SIGHTINGS


 
Russia Skips Payment On
$1.3 Billion Soviet-Era
Debt Instrument
5-15-99
 
 
MOSCOW, May 14 (AFP) - Russia skipped a 1.3 billion dollar (1.2 billion euro) payment on its Soviet-era debt Friday, transferring only interest payments on a raft of obligations to its debt agent.
 
The finance ministry said it had paid 333.63 million dollars to Vnesheconombank to cover interest payments on five debt instruments covering a mixture of Soviet-era and Russian liabilities.
 
However, the ministry failed to make a 1.346 billion dollar payment on principal for MinFin-3, although Vnesheconombank will make a coupon (interest) payment on the obligation.
 
With 1.6 billion dollars of liabilities maturing, May is a peak month for debt repayments.

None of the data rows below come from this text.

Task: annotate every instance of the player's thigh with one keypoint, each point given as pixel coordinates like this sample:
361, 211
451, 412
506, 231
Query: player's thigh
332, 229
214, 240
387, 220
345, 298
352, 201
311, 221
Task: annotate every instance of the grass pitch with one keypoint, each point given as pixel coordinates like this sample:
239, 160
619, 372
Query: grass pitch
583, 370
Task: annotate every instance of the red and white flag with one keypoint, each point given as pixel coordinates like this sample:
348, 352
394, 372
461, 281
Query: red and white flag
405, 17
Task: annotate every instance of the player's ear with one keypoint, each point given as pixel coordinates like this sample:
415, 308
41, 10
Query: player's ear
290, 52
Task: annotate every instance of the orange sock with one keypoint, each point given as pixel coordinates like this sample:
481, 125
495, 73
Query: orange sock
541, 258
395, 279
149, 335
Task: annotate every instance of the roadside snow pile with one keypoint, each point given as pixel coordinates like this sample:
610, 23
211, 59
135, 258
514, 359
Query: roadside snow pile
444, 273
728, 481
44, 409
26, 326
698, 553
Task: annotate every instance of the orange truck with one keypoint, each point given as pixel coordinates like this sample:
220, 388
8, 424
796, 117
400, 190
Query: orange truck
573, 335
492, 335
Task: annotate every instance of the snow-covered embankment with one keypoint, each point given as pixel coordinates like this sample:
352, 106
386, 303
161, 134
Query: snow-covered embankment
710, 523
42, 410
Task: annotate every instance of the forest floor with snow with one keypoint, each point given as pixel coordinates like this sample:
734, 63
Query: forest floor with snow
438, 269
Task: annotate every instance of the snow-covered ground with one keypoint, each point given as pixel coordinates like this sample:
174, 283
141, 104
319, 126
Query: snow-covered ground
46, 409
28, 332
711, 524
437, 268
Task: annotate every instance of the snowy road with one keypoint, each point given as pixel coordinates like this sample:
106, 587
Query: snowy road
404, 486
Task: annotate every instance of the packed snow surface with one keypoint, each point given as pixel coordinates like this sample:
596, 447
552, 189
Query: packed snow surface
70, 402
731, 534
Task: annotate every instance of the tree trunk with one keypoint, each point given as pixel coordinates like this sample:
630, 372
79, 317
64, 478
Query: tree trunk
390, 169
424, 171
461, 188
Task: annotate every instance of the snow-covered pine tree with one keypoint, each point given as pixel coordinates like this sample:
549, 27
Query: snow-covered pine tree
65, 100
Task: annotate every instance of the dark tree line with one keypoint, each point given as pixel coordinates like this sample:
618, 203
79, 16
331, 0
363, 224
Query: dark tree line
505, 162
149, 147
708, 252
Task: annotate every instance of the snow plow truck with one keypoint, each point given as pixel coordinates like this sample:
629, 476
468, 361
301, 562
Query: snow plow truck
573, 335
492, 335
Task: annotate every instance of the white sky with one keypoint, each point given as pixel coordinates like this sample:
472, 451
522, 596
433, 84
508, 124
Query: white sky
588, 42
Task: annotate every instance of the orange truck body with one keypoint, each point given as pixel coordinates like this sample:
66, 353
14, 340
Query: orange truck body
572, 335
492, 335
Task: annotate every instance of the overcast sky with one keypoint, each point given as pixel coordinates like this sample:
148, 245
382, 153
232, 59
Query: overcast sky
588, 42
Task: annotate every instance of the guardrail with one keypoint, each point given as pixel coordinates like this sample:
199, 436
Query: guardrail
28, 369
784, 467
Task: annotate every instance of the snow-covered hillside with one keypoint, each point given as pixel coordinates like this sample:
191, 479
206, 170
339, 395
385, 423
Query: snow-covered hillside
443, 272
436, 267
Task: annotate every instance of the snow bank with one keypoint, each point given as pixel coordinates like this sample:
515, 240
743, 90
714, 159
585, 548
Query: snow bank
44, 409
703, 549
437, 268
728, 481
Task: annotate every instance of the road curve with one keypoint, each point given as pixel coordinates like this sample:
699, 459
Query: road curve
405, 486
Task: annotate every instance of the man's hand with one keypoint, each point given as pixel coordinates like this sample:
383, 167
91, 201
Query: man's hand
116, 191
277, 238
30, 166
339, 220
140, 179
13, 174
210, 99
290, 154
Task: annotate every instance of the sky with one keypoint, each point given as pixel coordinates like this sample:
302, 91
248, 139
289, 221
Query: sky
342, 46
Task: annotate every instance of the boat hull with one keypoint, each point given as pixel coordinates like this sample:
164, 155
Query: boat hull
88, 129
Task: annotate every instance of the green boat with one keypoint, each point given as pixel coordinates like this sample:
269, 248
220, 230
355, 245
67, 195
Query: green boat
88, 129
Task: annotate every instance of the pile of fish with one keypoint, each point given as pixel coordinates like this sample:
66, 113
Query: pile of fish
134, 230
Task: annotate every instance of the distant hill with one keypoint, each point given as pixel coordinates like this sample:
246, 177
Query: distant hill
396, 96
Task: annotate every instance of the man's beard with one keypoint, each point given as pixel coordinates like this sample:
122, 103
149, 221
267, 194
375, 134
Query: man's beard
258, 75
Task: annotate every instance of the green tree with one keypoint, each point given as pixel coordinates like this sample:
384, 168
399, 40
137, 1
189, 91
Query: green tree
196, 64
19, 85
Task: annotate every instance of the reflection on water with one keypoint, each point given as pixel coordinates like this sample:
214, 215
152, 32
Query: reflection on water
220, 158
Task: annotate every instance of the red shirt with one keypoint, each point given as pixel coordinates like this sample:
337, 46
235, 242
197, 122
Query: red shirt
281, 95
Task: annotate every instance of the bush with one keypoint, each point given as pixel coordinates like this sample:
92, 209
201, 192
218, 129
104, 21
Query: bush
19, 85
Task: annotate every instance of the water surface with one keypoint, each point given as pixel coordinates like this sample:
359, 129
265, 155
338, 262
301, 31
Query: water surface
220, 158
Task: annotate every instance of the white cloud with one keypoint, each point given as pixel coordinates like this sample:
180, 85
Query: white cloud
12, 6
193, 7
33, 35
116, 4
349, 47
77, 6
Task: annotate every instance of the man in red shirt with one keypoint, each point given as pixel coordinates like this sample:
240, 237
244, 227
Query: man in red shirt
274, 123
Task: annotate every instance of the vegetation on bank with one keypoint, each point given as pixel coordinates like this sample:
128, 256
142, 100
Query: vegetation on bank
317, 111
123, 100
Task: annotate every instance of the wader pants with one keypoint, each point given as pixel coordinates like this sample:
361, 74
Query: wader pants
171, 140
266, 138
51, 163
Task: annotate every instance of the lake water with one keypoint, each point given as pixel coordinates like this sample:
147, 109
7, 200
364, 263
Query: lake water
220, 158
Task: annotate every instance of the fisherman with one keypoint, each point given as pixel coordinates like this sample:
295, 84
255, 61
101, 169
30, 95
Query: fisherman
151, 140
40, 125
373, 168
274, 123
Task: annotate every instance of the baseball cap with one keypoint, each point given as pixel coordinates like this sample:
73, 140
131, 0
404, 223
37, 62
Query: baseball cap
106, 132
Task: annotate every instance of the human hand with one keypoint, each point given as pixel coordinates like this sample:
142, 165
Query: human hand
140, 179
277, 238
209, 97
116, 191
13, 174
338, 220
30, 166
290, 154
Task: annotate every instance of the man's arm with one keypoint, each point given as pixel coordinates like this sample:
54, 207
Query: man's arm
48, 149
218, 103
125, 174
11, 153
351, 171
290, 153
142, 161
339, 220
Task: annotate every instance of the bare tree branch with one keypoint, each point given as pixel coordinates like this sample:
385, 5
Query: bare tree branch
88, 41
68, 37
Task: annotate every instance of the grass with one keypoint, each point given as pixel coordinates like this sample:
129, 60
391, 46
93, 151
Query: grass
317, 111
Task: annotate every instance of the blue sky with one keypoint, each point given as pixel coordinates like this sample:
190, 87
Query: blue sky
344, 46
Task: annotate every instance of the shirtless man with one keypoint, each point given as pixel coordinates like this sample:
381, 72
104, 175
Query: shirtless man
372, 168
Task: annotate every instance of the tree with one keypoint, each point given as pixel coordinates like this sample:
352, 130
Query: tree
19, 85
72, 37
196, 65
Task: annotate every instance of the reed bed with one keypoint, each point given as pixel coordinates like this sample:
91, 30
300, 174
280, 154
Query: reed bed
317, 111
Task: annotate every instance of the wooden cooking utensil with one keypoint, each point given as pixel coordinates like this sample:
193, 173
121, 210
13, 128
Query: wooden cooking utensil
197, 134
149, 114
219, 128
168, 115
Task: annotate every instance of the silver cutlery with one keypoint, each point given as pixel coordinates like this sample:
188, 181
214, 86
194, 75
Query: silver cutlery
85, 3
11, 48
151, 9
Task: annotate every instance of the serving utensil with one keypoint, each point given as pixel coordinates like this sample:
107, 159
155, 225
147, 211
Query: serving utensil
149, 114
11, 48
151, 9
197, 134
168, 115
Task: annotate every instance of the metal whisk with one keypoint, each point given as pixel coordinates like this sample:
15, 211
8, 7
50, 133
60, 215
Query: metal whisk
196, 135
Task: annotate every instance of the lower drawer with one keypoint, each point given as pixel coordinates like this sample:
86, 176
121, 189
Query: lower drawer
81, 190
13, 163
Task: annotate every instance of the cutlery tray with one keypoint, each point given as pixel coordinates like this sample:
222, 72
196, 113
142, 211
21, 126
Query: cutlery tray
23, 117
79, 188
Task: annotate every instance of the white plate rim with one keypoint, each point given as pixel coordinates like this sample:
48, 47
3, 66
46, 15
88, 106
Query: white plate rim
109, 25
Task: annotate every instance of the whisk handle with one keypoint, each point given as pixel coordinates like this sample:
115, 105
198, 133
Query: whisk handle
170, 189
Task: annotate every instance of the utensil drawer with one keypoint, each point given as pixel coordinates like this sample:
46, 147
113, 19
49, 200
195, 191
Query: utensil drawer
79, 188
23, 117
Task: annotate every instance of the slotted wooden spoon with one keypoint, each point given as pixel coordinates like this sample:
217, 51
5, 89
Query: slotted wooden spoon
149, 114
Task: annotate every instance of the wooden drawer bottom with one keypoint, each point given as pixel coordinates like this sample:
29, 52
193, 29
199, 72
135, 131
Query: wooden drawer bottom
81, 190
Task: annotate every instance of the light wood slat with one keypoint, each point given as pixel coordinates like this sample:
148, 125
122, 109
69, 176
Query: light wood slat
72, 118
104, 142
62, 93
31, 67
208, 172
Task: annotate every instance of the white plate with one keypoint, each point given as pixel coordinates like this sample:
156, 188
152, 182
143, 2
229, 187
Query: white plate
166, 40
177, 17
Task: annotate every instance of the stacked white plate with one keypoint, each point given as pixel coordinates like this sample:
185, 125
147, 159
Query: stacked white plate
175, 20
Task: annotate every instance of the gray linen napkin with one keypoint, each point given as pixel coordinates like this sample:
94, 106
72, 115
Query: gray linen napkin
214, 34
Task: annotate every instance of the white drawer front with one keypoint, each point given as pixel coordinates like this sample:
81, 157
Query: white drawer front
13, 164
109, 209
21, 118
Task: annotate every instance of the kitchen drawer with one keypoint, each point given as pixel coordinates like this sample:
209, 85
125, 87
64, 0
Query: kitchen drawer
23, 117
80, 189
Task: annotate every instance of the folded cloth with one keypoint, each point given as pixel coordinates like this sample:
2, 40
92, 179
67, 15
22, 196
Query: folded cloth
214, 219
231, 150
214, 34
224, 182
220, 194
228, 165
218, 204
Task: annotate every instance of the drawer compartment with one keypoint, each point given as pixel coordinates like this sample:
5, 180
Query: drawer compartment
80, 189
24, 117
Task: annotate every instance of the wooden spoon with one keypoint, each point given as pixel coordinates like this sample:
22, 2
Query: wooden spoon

A further 2.5 billion dollars are due in June.
 
Conceding it had no hopes of making Friday's payment deadline, the finance ministry last week asked creditors for a six-month grace period in which to reschedule the terms of payment, but negotiations have not yet begun.
 
MinFins are dollar-denominated domestic debt which were issued in 1993 to compensate Russian entities whose hard-currency accounts in state bank Vnesheconombank were frozen when Moscow defaulted on Soviet debt in 1991.
 
While technically domestic debt, the dollar-denominated MinFins are considered part of Russia's external debt, a 141 billion dollar mountain Moscow openly admits it cannot hope to pay without renegotiating the terms.
 
The dismissal of the Russian government Wednesday by President Boris Yeltsin has put on ice Moscow's attempts to unravel its Gordian knot of debt, 17.5 billion dollars of which comes due this year.
 
Moscow has only budgeted repayments of 9.5 billion dollars in the 1999 budget and is struggling to thrash out a rescheduling deal with its long-suffering creditors.
 
They include the International Monetary Fund, which is due 4.6 billion dollars this year and has lent Russia some 20 billion dollars since the collapse of the Soviet Union.
 
The renewed government crisis and political uncertainty surrounding attempts by parliament to impeach President Boris Yeltsin has scuppered a raft of IMF-backed legislation the Fund has demanded in return for credits of 4.5 billion dollars over 18 months.
 
The political turmoil has had a knock-on effect on other financial aid to Russia, notably from the World Bank and Japan.
 
Faced with generalised default on its liabilities, Moscow has vowed to make payments on Russian liabilities while running up arrears on Soviet-era debt in the hope of nailing down a rescheduling agreement.
 
The strategy forms a key plank of its talks with the Paris and London Clubs of sovereign and commercial creditors, with whom the authorities are locked in difficult negotiations.